Tottenham Hotspur chairman Daniel Levy may very well be a sailor, however. Certainly, Spurs faithful have become accustomed to his strong hand on the tiller. He doesn’t let the current take him wherever it will in the transfer market, which might be the main reason Nuno Espirito Santo rather than Antonio Conte will manage the club in 2021/22. The former Wolves boss doesn’t believe his new side should undergo a complete refit.
He isn’t in a panic because Danny Rose, Juan Foyth and Paulo Gazzaniga have all said their goodbyes to North London. Rose made the shortest move, signing on a free for newly promoted Watford, while Foyth’s loan to Villarreal was made permanent for £13.5 million and Gazzaniga was given an unconditional release.
Nor is there any need to panic. Ryan Sessegnon returns from Hoffenheim to compete with Sergio Regullon and Ben Davies for the left-back role. Joe Rodon, Japhet Tanganga and Cameron Carter-Vickers can spell Davinson Sanchez and Toby Alderweireld as needed. Joe Hart is a capable second for Hugo Lloris in goal. With new football man Fabio Paratici close to signing young Argentine defender Cristian Romero and Italian goalkeeper Pierluigi Gollini, there shouldn’t be any holes at the back.
The only reason alarms should be ringing is that Harry Kane remains unsettled. Realistically, there is little to be done about that beyond Nuno demonstrating to the Spurs and England captain that he has title ambitions despite his willingness to work on a tight budget. The arrival of a fresh-faced, bright-eyed young midfielder who played his football at Eibar last year despite being on Sevilla’s books might be a good starting point. He might remind Kane of an absent friend.
Data by Understat.com
No one will deny that Tottenham played its best football during the Mauricio Pochettino era with Christian Eriksen pulling the strings. While the Dane ran out of patience with Spurs inability to win silverware sooner than Kane and journeyed to Milan to acquire some on his own, it was clear that the North Londoners missed his influence. With direct players like Steven Bergwijn and Lucas Moura assuming his minutes, Kane ended up taking on the dual burden of creating and finishing attacks. He did so ably, leading the Premier League in goals and assists, but the fact he did both suggests that Tottenham either need another centre-forward or playmaker.

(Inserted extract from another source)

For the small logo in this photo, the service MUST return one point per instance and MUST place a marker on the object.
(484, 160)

The praise coming out of Spain for Bryan Gil, where he has been dubbed the “Little Cruijff”, suggests he could be the latter. His stats at Eibar were promising, four goals and as many assists in 28 appearances for La Liga’s worst side in ‘20/21. His numbers in terms of build-up play don’t yet approach Eriksen’s production but they map out similarly. If he develops, it will be into the type of playmaker the Dane was before his tragic heart attack.
At the tender age of 20, there is time for it all to go wrong, of course. Think Bojan Krkic’s ill-fated move from Barcelona to Stoke City. Nuno Espirito Santo isn’t Tony Pulis, however. He has a reputation for developing young players like Gil.
If the deal is done, the youthful Spaniard won’t step into the starting XI immediately. He might ride the bench or another loan spell to a suitable side could be in the offing. Regardless, it might be worth it for Spurs fans to keep an eye on Spain’s progress in the Tokyo Olympics where Gill will be featured in the midfield. Amid all the recent turmoil, they might find a reason to be excited again.